La concesión comenzó en 1997 y se prorrogó en 2021 por otros 25 años sin licitación. El fallo no puede ser apelado.
CK Hutchison puede solicitar aclaraciones que podrían retrasar la implementación, y PPC dice que puede buscar vías legales nacionales e internacionales.
La Corte Suprema de Panamá acaba de anular una presencia clave vinculada a China en el Canal. (Foto reproducción de Internet) La decisión se tomó tras dos demandas presentadas por la Contraloría de Panamá luego de que una auditoría gubernamental alegara irregularidades. La auditoría argumentó que el estado perdió alrededor de $1.3 mil millones en ingresos públicos y citó supuestos déficits de inversión y otros daños económicos.

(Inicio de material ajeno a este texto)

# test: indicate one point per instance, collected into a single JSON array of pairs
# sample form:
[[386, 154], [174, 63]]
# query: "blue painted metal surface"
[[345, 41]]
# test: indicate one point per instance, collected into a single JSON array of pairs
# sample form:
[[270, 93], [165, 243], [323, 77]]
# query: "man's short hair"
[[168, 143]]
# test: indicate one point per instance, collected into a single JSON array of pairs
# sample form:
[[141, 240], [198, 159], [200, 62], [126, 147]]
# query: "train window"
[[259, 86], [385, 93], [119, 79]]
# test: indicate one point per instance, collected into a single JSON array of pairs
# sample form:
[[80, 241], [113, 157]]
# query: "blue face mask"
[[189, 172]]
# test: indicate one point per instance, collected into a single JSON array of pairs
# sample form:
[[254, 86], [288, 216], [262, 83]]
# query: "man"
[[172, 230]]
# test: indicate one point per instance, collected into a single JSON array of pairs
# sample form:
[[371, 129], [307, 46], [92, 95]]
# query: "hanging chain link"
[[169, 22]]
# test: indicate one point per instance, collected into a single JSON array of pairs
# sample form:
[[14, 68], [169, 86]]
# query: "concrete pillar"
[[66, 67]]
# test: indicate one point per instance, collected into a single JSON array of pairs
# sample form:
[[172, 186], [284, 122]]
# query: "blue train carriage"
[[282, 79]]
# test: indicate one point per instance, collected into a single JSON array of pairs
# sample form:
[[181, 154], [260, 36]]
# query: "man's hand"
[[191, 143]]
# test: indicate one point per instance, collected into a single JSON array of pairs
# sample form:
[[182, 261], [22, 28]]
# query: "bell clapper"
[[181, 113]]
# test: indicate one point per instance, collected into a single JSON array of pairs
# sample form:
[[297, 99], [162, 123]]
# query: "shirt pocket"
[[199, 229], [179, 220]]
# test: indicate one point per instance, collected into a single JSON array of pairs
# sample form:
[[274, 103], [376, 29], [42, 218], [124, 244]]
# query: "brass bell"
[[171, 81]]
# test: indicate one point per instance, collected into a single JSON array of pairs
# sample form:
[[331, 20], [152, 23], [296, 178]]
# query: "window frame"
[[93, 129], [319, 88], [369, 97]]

PPC rechaza esa lectura y dice que invirtió alrededor de 1.800 millones de dólares en infraestructura y tecnología. Beijing dijo que tomará “todas las medidas necesarias” para proteger los intereses corporativos legítimos.
Los puertos del Canal de Panamá enfrentan presión geopolítica El gobierno de Hong Kong advirtió contra las tácticas coercitivas en el comercio e instó a las empresas locales a reevaluar las inversiones en Panamá.
Alrededor del 3% al 6% del comercio mundial pasa a través del canal cada año, y Estados Unidos es su mayor usuario.
Donald Trump ha utilizado la cuestión de los puertos para argumentar que China tiene una influencia indebida y ha prometido “recuperar” el control, mientras que el presidente José Raúl Mulino insiste en que el canal “es y seguirá siendo panameño”.
Para complicar las cosas, CK Hutchison ha estado negociando la desinversión portuaria de más de 40 activos por unos 23.000 millones de dólares con un consorcio en el que participan BlackRock y Mediterranean Shipping Company.
Trump celebró las conversaciones como prueba de la influencia estadounidense. Los funcionarios chinos respondieron, señalando que el transportista estatal Cosco debería tener una participación mayor, lo que generó informes de que los compradores reconsideraron la situación.
Panamá ahora debe mantener la carga en movimiento mientras reescribe el modelo legal para las concesiones portuarias. Mulino ha propuesto asociaciones público-privadas como puente, antes de cualquier nueva licitación por los activos que se encuentran a las puertas del canal.